Saying Goodbye to the 100-Year-Old Man

Today I went to the funeral of a friend, someone I’ve only known for about 5 years, but who was one of those quality people who brightens the life of everyone he comes into contact with.

Ed lived just shy of 100 years. He saw 100 Christmases, 100 Halloweens, 100 summers and winters and falls. And up until a couple of weeks before his death, he was still driving his own car, still — IN INK — working crossword puzzles. A mere three days before he died, he was traveling country roads with a friend, riding and enjoying the warm springlike day, laughing and making bad puns.

After the lengthy opening by a priest, his two sons stood up to speak, and one of the stories they told tickled me greatly, as it was both funny and warmly, completely ED:

In his early years as a math professor, Ed had a math-faculty friend who didn’t have a car. Ed readily volunteered to help out, giving him rides to and from work, day after day. One day as Ed and his wife Barbara were having dinner in a local diner, the guy happened in and saw them. “Ed! I just got a new car! I can start paying you back for how kind you’ve been over the past year. You have to let me give the two of you a ride home!” Ed and Barbara happily accepted the ride home, thanking the man warmly as he deposited them on their doorstep, waving as he drove out of sight.

After which, the two of them walked the mile or so back to the diner to pick up their own car.

It’s been a while since I’ve been to a religious memorial, and I had forgotten how utterly odd they are. It may be the ritualistic ceremony really does give comfort and peace to the friends and family of the departed, but they’re still, to an atheist, distinctly strange.

The opening I mentioned consisted of a retired priest / friend of the family welcoming everyone and asking all to be seated. He waved a program (there’s some more devout name for it, but it’s not coming to me at the moment), making sure everybody had one so they could follow the ceremony. The program is 15 pages long, and it consists of long sections to be read by the priest, but also included call-and-response sections where the priest reads one line and the celebrants read a line back to him, with lots of Glory to Thee-ing and Amen-ing and bowing-and-praying along the way.

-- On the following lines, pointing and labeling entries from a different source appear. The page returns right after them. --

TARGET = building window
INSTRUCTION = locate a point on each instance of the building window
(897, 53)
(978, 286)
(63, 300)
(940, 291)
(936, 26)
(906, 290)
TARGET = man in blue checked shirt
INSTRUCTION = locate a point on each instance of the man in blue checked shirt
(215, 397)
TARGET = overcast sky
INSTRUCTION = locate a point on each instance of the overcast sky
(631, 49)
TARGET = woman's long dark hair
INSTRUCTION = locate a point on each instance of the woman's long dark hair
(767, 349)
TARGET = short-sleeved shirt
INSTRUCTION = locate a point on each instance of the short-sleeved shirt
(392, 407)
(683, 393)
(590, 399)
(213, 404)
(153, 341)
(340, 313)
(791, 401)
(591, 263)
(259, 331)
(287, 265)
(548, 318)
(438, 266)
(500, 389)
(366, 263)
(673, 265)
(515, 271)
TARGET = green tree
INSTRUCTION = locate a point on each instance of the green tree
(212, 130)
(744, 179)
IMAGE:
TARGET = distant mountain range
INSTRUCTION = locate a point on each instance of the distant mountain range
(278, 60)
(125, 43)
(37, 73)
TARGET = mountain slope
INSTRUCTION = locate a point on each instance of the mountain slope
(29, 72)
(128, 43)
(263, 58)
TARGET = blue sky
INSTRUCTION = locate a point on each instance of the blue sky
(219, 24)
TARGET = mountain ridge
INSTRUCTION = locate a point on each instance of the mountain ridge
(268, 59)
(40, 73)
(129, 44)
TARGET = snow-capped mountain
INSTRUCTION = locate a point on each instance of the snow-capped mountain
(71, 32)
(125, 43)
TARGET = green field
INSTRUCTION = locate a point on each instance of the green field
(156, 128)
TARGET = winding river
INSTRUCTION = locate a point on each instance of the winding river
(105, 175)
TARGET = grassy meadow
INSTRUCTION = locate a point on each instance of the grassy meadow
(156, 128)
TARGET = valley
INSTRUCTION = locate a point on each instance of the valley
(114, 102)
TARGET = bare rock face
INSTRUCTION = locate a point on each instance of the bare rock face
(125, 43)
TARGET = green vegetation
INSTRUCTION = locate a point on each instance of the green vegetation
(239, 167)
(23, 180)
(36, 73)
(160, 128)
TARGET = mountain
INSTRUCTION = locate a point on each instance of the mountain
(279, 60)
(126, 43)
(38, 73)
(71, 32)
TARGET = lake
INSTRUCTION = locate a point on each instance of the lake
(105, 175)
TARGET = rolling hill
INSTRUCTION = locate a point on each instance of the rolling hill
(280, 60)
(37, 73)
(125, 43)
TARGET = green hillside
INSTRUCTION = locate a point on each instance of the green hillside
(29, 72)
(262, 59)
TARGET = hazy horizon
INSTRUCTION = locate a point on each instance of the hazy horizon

It is 12 pages before the name of the deceased gets mentioned, which in this case was some 32 minutes into the ceremony. To my atheist ears, the entire show up until that time seemed to be an extended arm-twisting, moment-of-grief commercial for God.

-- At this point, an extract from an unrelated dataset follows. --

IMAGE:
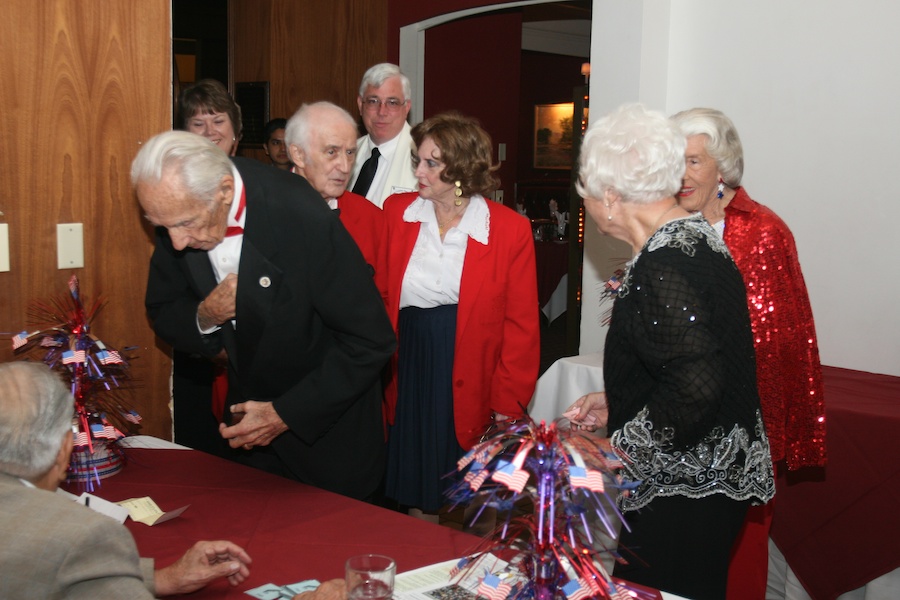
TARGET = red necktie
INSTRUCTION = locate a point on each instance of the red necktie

Again, if it gives people comfort, I can’t knock it TOO much. And if that’s what Ed would have wanted, I’m entirely at peace with it.

But … when I did the memorial ceremony for my Cowboy Dad, the entire thing was about the man. Not only did I read his entirely non-religious eulogy, everybody at the event was invited to share stories and memories of him. There was a single Bible verse — “To everything there is a season” — read by one of his cowboy friends near the end, but most of the ceremony was meant to focus on the life and happy effects this tough, good man had had on all of us. The purpose of the event was to celebrate a man’s life, not to send a tidal wave of religiosity over the attendees.

I often wonder why African-Americans and Native Americans can be Christians, as the religion was so obviously used to bludgeon them into line, but I can appreciate that if you grow up with it and never examine any broader context, it feels good and right to you.

Looking around me at this funeral, I could see that THIS ceremony felt good and right to the people there with me. But it still put me in mind of, oh, a tiny little sandwich in the middle of a heaping platter of garnish, or that friend who does you a 5-minute favor, and then spends ten times as long telling you what a nice guy he is for doing you the favor. It was a lot of goddy STUFF and only a little of Ed, and I would much rather have heard more about Ed.